Ciertamente se pude demostrar que es absurda o, de una manera u otra, inhumana cualquier otra cosa distinta a la fe cristiana y católica, como el budismo o el calvinismo, el brahmanismo o el ateísmo. Se puede también demostrar que existe Dios, aunque las pruebas no sirvan para convencer a los que necesitan seguir negándolo. Se puede también mostrar convincentemente la racionabilidad de las escrituras, la maravilla de la historia cristiana, la coherencia de su doctrina, la no contradicción y belleza de sus misterios y dogmas, la sinceridad y convencimiento del testimonio de los que fueron testigos de la Resurrección. Y se podría probar también la resurrección de Lázaro.

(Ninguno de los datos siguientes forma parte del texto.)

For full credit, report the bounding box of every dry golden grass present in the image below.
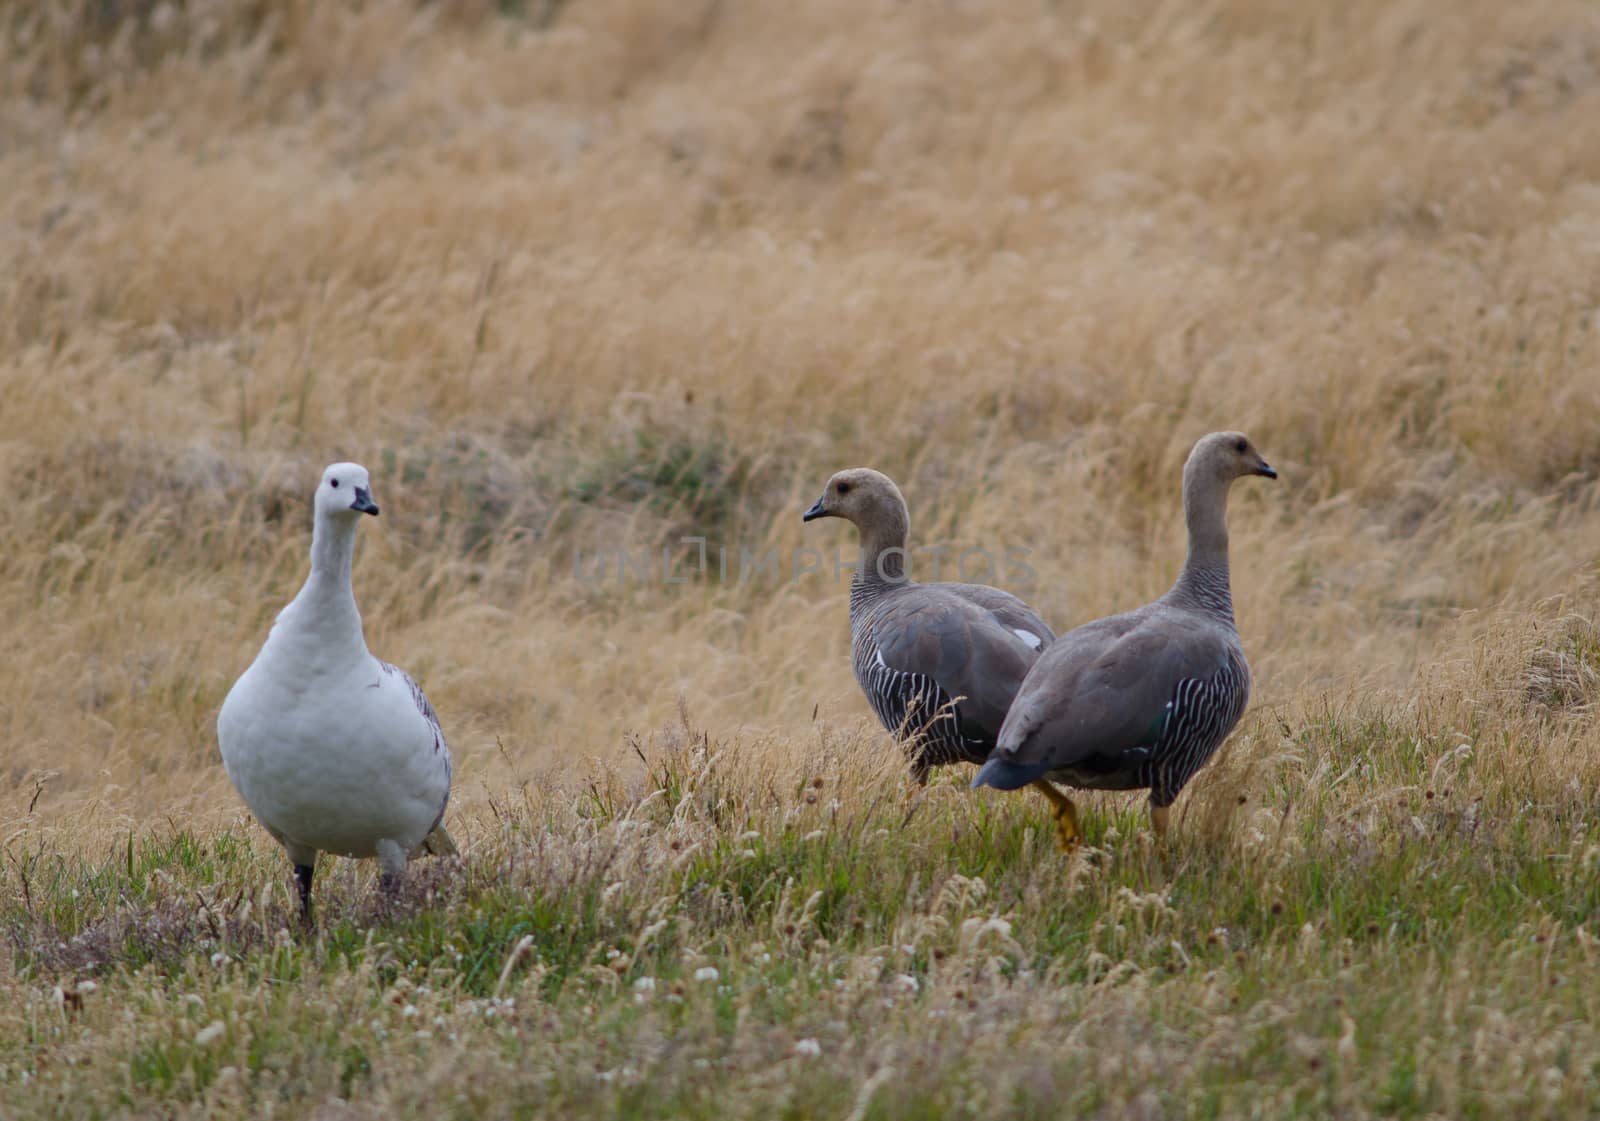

Pero de allí no se pude pasar, con la pura razón, a la creencia en lo que fue y significó la Resurrección de Jesús; el paso a la condición divina, la plena asunción de su ser divino. Eso está fuera del alcance de nuestras neuronas -que forman un buen equipo de computación para trabajar con las cosas de esta tierra, un buen receptor para captar las ondas de este mundo- pero que tiene que ser reprogramado en hard y software para poder captar lo 'hipercósmico', lo sobrenatural, lo divino. A eso se llega solamente reprogramados por la Fe, en esa 'sim-patía' divina que nos hace percibir misteriosamente la realidad de Nuestro Señor Jesús. ¡Qué diferentes, en este sentido, la mirada de Pedro que la de Anás!

Algo así como esa 'sintonía' que hace distinto -con la misma visión ocular- ver a un hombre o una mujer que no nos significan nada, o ver a un amigo, a un ser querido. Allí hay algo más que los ojos; hay algo más que la razón.

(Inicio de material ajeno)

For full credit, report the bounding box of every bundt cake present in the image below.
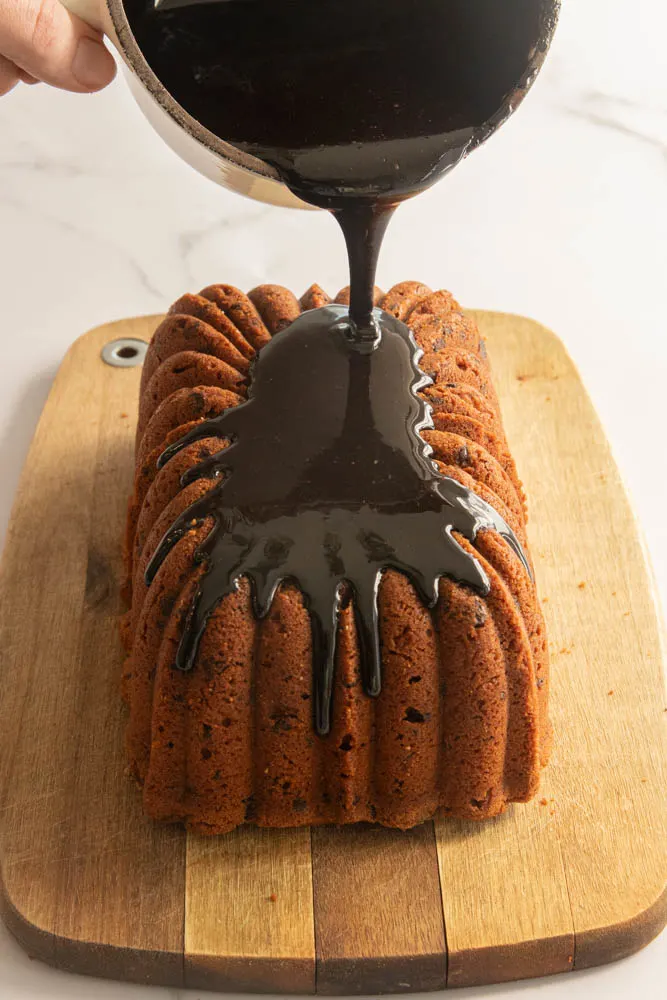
[121,281,551,834]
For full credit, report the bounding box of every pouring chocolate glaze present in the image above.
[125,0,560,330]
[119,0,558,731]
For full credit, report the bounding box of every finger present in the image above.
[0,52,20,96]
[0,0,116,92]
[18,69,40,84]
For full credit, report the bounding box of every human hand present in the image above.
[0,0,116,96]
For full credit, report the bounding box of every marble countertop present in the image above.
[0,0,665,997]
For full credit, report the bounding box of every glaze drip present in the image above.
[145,306,530,735]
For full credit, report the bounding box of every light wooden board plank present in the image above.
[0,311,664,993]
[479,312,667,973]
[435,809,573,988]
[185,826,315,992]
[0,335,103,968]
[52,322,187,984]
[0,321,187,984]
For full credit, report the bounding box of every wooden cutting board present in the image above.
[0,312,665,994]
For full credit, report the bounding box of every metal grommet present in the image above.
[101,338,148,368]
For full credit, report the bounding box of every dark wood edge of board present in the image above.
[315,953,447,995]
[574,885,667,972]
[4,868,666,992]
[0,884,448,996]
[0,875,56,969]
[185,955,315,994]
[0,868,184,989]
[446,934,574,989]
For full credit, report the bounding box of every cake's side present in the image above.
[121,282,551,834]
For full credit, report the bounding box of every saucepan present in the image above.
[60,0,559,210]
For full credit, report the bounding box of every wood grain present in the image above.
[0,320,187,986]
[53,321,187,985]
[185,826,315,992]
[0,311,664,994]
[312,823,446,994]
[0,331,103,970]
[477,312,667,975]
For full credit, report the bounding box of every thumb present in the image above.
[0,0,116,92]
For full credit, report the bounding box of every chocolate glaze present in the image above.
[128,0,554,732]
[145,307,530,734]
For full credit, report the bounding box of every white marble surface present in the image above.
[0,0,665,997]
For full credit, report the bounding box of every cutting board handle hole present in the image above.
[101,338,147,368]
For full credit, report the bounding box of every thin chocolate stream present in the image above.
[333,204,396,334]
[145,307,530,735]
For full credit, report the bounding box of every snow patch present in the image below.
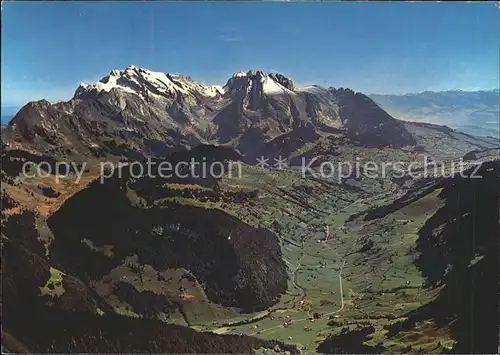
[202,85,226,97]
[77,66,224,100]
[260,74,296,96]
[261,75,285,94]
[233,72,248,78]
[298,85,327,94]
[93,75,137,94]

Con el Cristo, por supuesto, ha de haber mucho más. Una simpatía o empatía o sintonía de otro orden, que solo puede venir de Dios: la gracia de la Fe.

Con la ayuda por supuesto de la Iglesia, no solo en su historia milenaria de mártires, santos, teología, arte y doctrina admirables, que nos ponen muy en ventaja sobre los contemporáneos de Jesús, sino sobre todo -así tendría que ser- con el testimonio vivo de los verdaderos cristianos, de la comunidad.

Porque es probable que Tomás no haya permanecido siete días totalmente en su incredulidad. Ya no podía ser ese entusiasmo de sus amigos, esa alegría, esa nueva fuerza y valentía, ese convencimiento, esa intrepidez e inteligencia, solo fruto de un engaño pasajero, de una alucinación. Es probable que, poco a poco, haya ido, él también, aceptando la nueva y sublime existencia de Jesús de Nazareth. Tanto es así que no tarda un instante -ni siquiera extiende la mano para tocar- antes de postrarse a los pies de su Señor y reconocerlo como tal.

¿Sabremos nosotros, de una buena vez, superar nuestra endeble fe humana de discípulos que saben seguir al Maestro -y más o menos- cuando las cosas nos van bien o no demasiado mal, cuando vemos y entendemos y no cuando dudamos y nada comprendemos, cuando sentimos y tocamos y no cuando todo es oscuro y frío y aparentemente sin sentido? ¿Sabremos pasar a la fe intangible e inapresable e incomprensible de la Resurrección? ¿Sabremos vivir de tal manera nuestras vidas, comprometidos con esa fe en conducta, serenidad y alegría, ayudando así a los demás a proclamar con nosotros a Jesús "¡Señor mío y Dios mío!"?